Eeuwenlang bestaat het gebied van het Beleven uit heiden en vennen, in de jaren dertig van de vorige eeuw wordt het ontgonnen voor de landbouw en na 2005 komt het weer ‘in handen’ van de natuur. Bezoekers kunnen er nu genieten van waterplassen en talloze vogels. Zelfs vanaf een vlonder in de vorm van een mammoet. Nog zo’n verwijzing naar dat verre verleden, toen er hier veel leven in de brouwerij was.

Net als de Neanderthalers (Venster 1) laten ook de eerste moderne mensen in het Beleven hun sporen na. Zij bivakkeren hier rond 11.000 v. Chr., na een lange periode waarin de Kempen onbewoond is. Ze gaan regelmatig op jacht. De boogschutter herinnert eraan.  

De Oude Steentijd


Dat de moderne mens op het toneel verschijnt, heeft alles te maken met het klimaat. De Oude Steentijd gaat zijn laatste fase in en de IJstijd toont zijn laatste stuiptrekkingen. Na een lange periode van barre kou wordt het warmer en verandert de poolwoestijn in een open landschap met grassen en hier en daar een berk of den. Omstandigheden waarin ook de moderne mens, de homo sapiens, zich kan handhaven. Die wordt dan ook voor het eerst in de Kempen gesignaleerd. Net als de Neanderthaler is hij een jager-verzamelaar. Hij leeft van alles wat de natuur hem biedt.

Op basis van hun vuurstenen werktuigen laten de rondtrekkende bewoners zich onderscheiden in verschillende groepen. Eerst zijn er de jagers-verzamelaars met werktuigen in de vorm van spitse pennenmessen. Later, zo rond 9.500 v. Chr., zijn er rendierjagers. Dat deze op rendieren jagen, is weer vanwege het klimaat. In de Kempen is het flink kouder geworden. Het landschap is veranderd in een kale, boomloze toendravlakte. Dan zijn het vooral rendieren waar je op kunt jagen.

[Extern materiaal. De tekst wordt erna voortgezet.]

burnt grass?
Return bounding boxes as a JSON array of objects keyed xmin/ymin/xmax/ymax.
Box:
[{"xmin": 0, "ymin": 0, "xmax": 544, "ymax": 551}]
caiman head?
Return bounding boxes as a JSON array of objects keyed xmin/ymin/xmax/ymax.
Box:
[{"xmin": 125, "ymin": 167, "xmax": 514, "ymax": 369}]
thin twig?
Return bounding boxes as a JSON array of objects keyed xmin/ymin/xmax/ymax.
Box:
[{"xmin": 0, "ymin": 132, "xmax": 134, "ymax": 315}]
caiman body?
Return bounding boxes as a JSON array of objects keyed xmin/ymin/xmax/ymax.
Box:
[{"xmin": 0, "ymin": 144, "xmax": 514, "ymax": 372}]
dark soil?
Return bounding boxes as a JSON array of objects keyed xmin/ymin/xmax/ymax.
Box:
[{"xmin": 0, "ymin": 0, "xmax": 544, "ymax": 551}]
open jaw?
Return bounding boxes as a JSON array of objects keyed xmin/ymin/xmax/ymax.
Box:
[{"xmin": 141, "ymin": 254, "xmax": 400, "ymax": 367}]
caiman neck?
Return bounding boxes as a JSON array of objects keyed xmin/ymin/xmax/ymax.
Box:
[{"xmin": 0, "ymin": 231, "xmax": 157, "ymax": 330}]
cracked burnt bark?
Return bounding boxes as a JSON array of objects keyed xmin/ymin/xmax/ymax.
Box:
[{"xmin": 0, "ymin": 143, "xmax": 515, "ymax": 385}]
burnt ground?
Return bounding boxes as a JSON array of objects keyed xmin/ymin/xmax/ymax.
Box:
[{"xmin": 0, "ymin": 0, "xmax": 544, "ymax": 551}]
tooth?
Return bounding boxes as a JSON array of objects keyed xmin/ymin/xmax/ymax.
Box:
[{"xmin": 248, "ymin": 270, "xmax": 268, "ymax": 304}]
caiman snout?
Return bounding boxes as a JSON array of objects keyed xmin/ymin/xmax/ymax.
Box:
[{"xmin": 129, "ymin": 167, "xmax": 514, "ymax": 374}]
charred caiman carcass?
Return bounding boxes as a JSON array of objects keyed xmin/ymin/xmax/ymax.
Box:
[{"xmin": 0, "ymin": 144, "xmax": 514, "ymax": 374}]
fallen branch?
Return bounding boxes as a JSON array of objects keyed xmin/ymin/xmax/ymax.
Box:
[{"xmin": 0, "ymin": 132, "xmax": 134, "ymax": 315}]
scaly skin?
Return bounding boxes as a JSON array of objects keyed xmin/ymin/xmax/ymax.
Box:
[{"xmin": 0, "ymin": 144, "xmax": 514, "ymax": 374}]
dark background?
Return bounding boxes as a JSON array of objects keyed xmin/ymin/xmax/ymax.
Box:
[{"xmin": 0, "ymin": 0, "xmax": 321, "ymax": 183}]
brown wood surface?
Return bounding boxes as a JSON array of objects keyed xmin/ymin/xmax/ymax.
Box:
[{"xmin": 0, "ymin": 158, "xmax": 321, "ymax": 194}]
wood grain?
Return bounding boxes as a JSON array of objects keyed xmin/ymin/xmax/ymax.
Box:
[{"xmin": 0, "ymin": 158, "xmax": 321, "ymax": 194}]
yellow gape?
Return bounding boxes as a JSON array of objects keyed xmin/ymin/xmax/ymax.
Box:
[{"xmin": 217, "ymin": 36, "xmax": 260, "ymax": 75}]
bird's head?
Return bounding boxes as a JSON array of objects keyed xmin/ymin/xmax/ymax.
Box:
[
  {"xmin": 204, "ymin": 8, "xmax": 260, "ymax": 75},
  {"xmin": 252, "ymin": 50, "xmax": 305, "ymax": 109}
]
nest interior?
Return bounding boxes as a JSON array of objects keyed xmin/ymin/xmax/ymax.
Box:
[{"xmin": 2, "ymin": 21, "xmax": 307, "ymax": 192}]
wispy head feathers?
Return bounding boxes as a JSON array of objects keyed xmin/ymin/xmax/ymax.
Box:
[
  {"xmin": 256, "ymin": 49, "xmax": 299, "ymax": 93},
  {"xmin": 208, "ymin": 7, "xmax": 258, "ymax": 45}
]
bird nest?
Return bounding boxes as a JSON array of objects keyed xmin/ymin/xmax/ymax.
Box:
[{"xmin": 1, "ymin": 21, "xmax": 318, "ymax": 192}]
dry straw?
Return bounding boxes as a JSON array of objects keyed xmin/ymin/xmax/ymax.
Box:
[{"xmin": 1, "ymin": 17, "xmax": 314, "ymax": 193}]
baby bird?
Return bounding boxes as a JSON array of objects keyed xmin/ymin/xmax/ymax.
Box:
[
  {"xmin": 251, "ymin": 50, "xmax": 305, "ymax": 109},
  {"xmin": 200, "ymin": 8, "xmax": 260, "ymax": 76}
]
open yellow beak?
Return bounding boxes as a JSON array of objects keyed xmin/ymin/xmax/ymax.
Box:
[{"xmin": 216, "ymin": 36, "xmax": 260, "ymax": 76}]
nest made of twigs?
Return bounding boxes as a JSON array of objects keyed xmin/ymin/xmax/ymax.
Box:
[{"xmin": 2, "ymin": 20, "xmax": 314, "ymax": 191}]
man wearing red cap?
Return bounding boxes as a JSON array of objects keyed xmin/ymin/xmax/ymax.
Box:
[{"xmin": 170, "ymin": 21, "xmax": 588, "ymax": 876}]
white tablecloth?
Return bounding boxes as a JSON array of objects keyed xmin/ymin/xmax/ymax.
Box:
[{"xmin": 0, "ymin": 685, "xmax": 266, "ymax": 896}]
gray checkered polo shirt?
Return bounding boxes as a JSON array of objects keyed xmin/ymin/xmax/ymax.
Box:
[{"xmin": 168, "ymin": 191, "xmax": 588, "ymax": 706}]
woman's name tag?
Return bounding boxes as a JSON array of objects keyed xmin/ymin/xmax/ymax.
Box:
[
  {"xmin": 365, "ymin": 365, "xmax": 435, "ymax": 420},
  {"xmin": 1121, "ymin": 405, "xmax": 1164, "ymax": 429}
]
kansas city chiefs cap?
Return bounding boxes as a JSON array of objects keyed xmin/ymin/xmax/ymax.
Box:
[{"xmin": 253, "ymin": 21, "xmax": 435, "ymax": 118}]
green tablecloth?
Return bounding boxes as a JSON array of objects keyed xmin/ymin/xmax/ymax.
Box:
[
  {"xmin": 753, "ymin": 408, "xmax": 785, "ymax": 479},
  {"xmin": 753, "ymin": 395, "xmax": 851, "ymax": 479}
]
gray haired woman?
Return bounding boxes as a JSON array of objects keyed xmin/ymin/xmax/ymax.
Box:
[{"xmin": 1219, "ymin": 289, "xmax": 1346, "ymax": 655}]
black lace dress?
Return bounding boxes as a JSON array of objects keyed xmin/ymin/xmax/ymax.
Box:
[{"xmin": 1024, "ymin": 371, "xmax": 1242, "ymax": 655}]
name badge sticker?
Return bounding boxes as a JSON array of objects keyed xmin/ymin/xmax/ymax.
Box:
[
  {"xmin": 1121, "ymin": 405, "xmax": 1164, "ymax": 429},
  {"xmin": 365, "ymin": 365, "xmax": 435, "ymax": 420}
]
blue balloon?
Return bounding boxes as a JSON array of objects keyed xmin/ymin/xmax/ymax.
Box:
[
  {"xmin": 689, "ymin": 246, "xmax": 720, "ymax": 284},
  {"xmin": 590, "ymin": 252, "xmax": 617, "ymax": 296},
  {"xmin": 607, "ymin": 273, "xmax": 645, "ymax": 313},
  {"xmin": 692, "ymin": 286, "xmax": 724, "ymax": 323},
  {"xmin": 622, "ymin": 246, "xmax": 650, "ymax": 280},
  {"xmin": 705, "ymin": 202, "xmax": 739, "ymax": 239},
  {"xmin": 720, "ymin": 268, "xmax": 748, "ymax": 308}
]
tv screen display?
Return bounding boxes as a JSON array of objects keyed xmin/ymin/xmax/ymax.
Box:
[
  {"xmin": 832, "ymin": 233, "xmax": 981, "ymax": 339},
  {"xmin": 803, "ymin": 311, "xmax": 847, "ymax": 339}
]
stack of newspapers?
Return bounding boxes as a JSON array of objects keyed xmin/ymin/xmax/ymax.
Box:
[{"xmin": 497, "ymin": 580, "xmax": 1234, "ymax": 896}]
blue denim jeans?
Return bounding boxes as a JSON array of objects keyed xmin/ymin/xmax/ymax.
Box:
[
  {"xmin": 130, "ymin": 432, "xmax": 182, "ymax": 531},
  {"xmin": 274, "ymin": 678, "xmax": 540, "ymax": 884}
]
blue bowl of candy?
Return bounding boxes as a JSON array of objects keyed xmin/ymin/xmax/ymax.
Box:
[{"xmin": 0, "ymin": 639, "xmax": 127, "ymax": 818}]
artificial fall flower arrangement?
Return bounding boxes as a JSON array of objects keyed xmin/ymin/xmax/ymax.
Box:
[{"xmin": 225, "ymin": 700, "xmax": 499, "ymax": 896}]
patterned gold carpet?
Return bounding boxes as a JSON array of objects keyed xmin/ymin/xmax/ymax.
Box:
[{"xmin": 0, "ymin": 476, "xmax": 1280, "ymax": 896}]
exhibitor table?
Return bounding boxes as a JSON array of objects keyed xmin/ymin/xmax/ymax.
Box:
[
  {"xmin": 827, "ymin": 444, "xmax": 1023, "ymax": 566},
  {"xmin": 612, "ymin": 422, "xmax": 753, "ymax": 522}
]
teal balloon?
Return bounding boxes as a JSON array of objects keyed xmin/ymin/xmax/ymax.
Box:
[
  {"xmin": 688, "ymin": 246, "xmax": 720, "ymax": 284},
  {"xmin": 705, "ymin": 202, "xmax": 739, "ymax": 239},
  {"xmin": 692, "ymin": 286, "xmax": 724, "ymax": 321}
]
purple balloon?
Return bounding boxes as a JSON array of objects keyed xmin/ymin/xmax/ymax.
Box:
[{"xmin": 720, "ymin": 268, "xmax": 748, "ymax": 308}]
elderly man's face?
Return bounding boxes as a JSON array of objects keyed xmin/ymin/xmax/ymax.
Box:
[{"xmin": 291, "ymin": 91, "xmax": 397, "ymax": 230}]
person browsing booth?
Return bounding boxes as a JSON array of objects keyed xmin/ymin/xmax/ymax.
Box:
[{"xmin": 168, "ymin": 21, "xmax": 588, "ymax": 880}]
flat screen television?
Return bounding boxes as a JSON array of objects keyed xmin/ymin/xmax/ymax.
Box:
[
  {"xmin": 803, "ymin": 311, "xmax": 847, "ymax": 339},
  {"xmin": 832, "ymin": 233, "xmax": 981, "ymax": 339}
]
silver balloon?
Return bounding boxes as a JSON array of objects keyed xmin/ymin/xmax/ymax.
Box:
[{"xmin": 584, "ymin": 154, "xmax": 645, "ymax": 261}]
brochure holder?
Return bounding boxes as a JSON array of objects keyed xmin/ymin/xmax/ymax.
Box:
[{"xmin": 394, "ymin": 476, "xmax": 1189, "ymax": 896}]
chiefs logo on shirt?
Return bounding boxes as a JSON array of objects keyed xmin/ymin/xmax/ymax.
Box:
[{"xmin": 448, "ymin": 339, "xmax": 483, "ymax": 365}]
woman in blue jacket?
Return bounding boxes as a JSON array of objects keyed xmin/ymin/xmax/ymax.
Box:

Die zijn belangrijk als vleesleverancier, maar ook hun geweien, huiden en botten worden gebruikt.

Oerbos

Opnieuw komt er een warmere tijd. Daardoor smelt het ijs en stijgt de zeespiegel. De Noordzee stroomt vol en rond 8.000 voor Chr. raakt Groot-Brittannië los van het Europese vasteland. Met de hogere zeespiegel stijgt ook het grondwater en lopen laag gelegen gebieden vol water. Ze raken begroeid met veen. Op de hoger gelegen dekzandruggen verschijnen loofbossen. Ook komen er meer diersoorten. Hiermee zijn we aan het begin van de Midden Steentijd (8.800 – 4.000 v. Chr.) aanbeland. Het oerbos dat dan ontstaat, stelt – met z’n dichte begroeiing – het aanpassingsvermogen van de jagers-verzamelaars opnieuw op de proef. De rendierjager van de open toendravlakte wordt een bosjager, in het dichtbegroeide oerbos.

De eerste boeren

Ergens tussen 5.000 en 4.000 v. Chr. komen de (Kempische) jagers in contact met boerengemeenschappen die op de vruchtbare lössgronden van Zuid-Limburg zijn neergestreken. Het zijn kolonisten die er een geheel andere levenswijze op nahouden. Ze leven als boeren. Ze verbouwen gewassen, houden vee, maken aardewerk – en dit alles op een vaste woonplek. De Kempische jagers-verzamelaars nemen deze fundamenteel andere levenswijze over. Gaandeweg worden ze boer.

Over deze eerste boeren in de Kempen is weinig bekend. De oudste boerderijsporen dateren uit circa 3.000 voor Chr. en komen in Veldhoven aan het licht. We noemen deze periode de Nieuwe Steentijd (4.000 – 2.000 v. Chr.).

 De grafheuvel van Witrijt is een van de weinige overblijfselen uit deze fase. Dit grafmonument is het oudste van de provincie Noord-Brabant en is rond 2.500 voor Chr. opgericht. De overledene betreedt het hiernamaals niet met lege handen. In zijn graf liggen een vuurstenen dolk en een fraaie aardewerken pot.